Fortunately, it’s not super difficult to come up with the buttons to push to get a running test, but it did take some digging. Here’s the flake-part.nix file that will invoke a test. Annoying bits to figure out included:

And at that point, I had a working integration test that finished in under 50s on my linux machine, and I could iterate.

So then, it was just a few-hours affair to come up with a test that could:

  1. set up headscale
  2. set up tailscale that authenticates to headscale
  3. set up tsnsrv that authenticates to headscale and sets up a proxy listening for plaintext HTTP.
  4. Try to reach a site exposed on tsnsrv

…and that worked: tests passed (and I had tried breaking a few things to see the tests fail - which they did!), so I merged the change that introduced that e2e test.

But oh no: Surprise timeouts.

With this in place, I was confident to proceed merging some more of the great contributions that people made, and the first one I attempted to merge immediately failed that e2e test: The tests said “timed out”. That was two hours after I’d merged the tests, so I was definitely suspicious of the tests themselves: end-to-end tests only do this if they’re very distressed, etc etc.
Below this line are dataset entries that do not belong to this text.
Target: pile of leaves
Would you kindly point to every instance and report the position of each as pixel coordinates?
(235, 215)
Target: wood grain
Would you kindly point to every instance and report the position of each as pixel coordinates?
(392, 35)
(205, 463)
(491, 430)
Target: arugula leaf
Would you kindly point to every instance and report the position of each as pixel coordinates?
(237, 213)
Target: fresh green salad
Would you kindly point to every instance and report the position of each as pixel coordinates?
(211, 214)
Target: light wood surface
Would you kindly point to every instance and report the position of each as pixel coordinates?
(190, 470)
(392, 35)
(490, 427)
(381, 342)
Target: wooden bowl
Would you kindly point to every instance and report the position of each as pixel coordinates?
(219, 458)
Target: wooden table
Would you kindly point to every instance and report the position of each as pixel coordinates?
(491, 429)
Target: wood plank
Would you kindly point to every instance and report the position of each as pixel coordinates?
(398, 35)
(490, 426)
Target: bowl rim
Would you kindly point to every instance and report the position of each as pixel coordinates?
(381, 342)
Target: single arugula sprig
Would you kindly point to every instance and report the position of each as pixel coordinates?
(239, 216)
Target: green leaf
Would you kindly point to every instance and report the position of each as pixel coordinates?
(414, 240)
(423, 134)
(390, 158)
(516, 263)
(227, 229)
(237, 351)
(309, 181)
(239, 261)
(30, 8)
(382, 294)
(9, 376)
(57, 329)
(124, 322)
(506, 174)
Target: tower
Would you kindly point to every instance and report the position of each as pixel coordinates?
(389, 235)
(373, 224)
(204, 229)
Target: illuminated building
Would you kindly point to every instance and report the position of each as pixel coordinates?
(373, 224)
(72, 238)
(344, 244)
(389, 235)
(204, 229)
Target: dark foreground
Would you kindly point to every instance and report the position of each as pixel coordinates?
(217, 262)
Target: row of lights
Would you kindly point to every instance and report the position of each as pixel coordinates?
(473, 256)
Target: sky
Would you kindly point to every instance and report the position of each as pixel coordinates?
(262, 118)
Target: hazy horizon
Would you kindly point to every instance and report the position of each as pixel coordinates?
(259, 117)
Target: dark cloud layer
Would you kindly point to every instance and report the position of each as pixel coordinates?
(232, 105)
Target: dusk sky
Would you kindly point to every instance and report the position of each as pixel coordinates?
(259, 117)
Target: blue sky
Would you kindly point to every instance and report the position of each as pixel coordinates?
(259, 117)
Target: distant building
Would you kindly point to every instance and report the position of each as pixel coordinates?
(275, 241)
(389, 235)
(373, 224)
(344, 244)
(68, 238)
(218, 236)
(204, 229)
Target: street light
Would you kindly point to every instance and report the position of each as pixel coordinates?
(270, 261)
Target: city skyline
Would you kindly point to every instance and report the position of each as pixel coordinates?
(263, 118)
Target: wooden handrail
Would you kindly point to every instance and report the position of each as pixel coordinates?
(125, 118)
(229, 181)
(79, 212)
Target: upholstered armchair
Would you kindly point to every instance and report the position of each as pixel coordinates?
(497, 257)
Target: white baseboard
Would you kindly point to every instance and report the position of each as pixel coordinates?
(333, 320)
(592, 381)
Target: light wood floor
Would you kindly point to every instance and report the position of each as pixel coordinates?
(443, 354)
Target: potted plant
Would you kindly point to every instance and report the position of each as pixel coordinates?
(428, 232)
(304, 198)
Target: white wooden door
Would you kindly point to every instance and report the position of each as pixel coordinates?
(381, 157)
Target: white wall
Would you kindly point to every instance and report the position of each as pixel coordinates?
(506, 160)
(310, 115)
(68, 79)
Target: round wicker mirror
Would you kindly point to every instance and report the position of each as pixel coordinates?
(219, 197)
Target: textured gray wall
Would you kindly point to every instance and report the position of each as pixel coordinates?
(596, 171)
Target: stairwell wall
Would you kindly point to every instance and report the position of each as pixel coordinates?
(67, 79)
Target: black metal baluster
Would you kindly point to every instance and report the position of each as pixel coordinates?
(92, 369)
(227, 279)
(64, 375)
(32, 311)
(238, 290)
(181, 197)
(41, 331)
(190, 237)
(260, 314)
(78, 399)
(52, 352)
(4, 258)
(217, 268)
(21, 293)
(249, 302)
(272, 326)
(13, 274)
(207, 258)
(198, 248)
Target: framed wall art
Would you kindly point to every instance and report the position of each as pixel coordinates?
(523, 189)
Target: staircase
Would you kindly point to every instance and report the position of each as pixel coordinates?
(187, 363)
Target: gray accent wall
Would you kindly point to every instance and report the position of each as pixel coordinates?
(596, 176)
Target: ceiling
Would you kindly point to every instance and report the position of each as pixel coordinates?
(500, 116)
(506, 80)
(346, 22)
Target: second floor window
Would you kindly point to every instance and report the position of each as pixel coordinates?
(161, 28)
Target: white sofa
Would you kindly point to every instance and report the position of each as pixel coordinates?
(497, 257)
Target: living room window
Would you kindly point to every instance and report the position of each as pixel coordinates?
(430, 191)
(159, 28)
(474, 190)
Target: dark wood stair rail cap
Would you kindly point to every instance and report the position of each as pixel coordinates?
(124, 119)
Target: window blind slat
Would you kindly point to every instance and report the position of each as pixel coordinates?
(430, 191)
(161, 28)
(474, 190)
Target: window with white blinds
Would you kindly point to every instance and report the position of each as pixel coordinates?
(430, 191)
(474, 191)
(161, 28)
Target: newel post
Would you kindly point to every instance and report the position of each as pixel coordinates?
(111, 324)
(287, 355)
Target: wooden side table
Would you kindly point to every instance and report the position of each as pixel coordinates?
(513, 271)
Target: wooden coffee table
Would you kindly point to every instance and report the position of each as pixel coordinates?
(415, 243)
Reading the test log properly though revealed one line that stood out: tsnet: you must enable HTTPS in the admin panel to proceed - tsnsrv sets up a plaintext HTTP proxy! Why would I need to open the admin console? Oh, right, because the pull request I intended to merge changed the logic around plaintext HTTP listeners, and it had a logic bug! (In case you’re wondering, it was a || / && operator precedence bug.)

That timeout was a legitimate inability for tsnsrv to come up properly.

So, within 2 hours of setting up end-to-end tests, they had caught a legitimate regression.

In summary: I’m a fan.

I’ve only been using it for a few days now, but as of now I’m a huge fan of the NixOS integration testing library. It’s definitely the most pleasant (if still a bit idiosyncratic) end-to-end testing framework I’ve used so far. It seems to be pretty easy to control for timing/race condition errors and best of all, it’s already caught a bug that I would not have found for months.